Happily, one thing that won't be getting a makeover is Saggi's goose confit ($25). We haven't seen this bird offered elsewhere in Cleveland, which makes it special. His take on it is pitch perfect. A splendid simmered sauce of red wine, dried cranberries, brown sugar and balsamic vinegar sets off the rich flesh. Mashed potatoes play a supporting role.

Saggi is something of a purist. He doesn't do garnishes, fussy platings or artful arrangements. He prefers dishes with few ingredients, prepared well and presented in a simple, straightforward way.

"I don't want to overwhelm diners with complicated preparations," he says. "They should be able to understand what they're eating and taste the main ingredients."

In general, he's not going to amaze you and likely won't send serious foodies into twittering raptures. Rather, this food is meant to be enjoyed.

The dining room echoes Saggi's simple philosophy. It has a spare, smart, utilitarian look — no white cloths on the dark wood tables, no art on the walls, all function and no flash. But it's a comfortable space to sit and have a meal.

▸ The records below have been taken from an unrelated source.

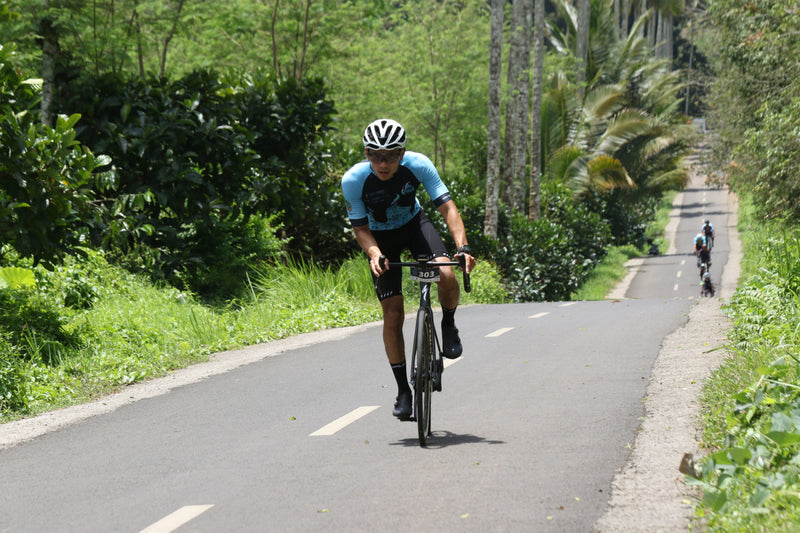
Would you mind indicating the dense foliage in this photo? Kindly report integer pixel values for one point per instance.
(46, 174)
(250, 146)
(751, 478)
(219, 153)
(89, 327)
(756, 100)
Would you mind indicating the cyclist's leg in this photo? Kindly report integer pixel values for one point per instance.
(389, 289)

Bromberg reports that District is doing a brisk midday business and is busy for dinner when the lights are on in the surrounding theaters. We visited preseason and the place was like a set before the actors have arrived. But Bromberg isn't worried.

"This a marathon for us, not a sprint. We're still building our audience," he says. "We knew it would take time. This area is on the cusp of a rebirth, and we're going to be part of it."

When You Go

District
1350 Euclid Ave., Cleveland, 216-858-1000
districtcleveland.com
Mon 11 a.m.-9p.m., Tue-Fri 11 a.m.-11p.m., Sat 3-11p.m., Sun 3-9p.m.

TRY THIS:
The goat cheese-stuffed calamari ($11) is a standout starter paired with soft, melted chevre on a bed of greens.